The Taverner Choir & Players: Western Wind

The Taverner Choir & Players bring us a benchmark performance of the Western Wind Mass by the choir’s namesake, John Taverner. There have already been recordings by The Sixteen, The Tallis Scholars, Ars Nova Copenhagen and King’s College Choir, Cambridge – but the striking originality of the Taverner Choir’s interpretation and programming puts this disc in a league of its own.

Our rating

5

Published: October 18, 2016 at 12:17 pm

COMPOSERS: Aston,Cornysh,Henry VIII,Taverner
LABELS: Avie
ALBUM TITLE: Western Wind
WORKS: Taverner: Mass (Western Wynde); plus works by Cornysh, Aston and Henry VIII
PERFORMER: Emily Van Evera (soprano), Charles Daniels (tenor); Taverner Choir & Players/Andrew Parrott
CATALOGUE NO: Avie AV 2352

The Taverner Choir & Players bring us a benchmark performance of the Western Wind Mass by the choir’s namesake, John Taverner. There have already been recordings by The Sixteen, The Tallis Scholars, Ars Nova Copenhagen and King’s College Choir, Cambridge – but the striking originality of the Taverner Choir’s interpretation and programming puts this disc in a league of its own.

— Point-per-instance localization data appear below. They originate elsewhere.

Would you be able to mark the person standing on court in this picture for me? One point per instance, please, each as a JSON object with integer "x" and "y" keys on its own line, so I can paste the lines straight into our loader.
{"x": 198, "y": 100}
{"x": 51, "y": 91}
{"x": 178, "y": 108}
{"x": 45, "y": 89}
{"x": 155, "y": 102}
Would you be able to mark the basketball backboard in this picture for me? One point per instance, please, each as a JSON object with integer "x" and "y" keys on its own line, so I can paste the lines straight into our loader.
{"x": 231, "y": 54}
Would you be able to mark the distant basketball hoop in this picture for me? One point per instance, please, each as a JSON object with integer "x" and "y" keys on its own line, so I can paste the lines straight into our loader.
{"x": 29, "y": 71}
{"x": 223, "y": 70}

The Mass presents variations on the secular song Western Wynde. Director Andrew Parrott probes how those variations differ when Taverner is writing for solo lines as opposed to for full choir. Parrott further draws out these differences by including after the Mass two of Taverner’s responds, which also contrast solo with choral sections. He illuminates Taverner’s characteristic handling of textures, perhaps clearest in the lyricism of entwined single voices. The choral sections, while exquisite in their ensemble, are also marked by a warmth of individual tones absent from rival recordings.

This disc is also unique in the way it embeds Taverner’s Mass in Tudor secular music. Wedged between Mass movements are dance, song, and keyboard solos, performed by leading artists like Stephen Devine (harpsichord) and Emily Van Evera (soprano). We are given a view of the repertory that inspired Taverner, not least the Western Wynde song itself, performed unaccompanied by Van Evera. In the final track Parrott gives us this melody as his own 50-second arrangement for viol and mute cornett, exemplifying his powers to reinvent, and draw us into, the musical world of Henry VIII.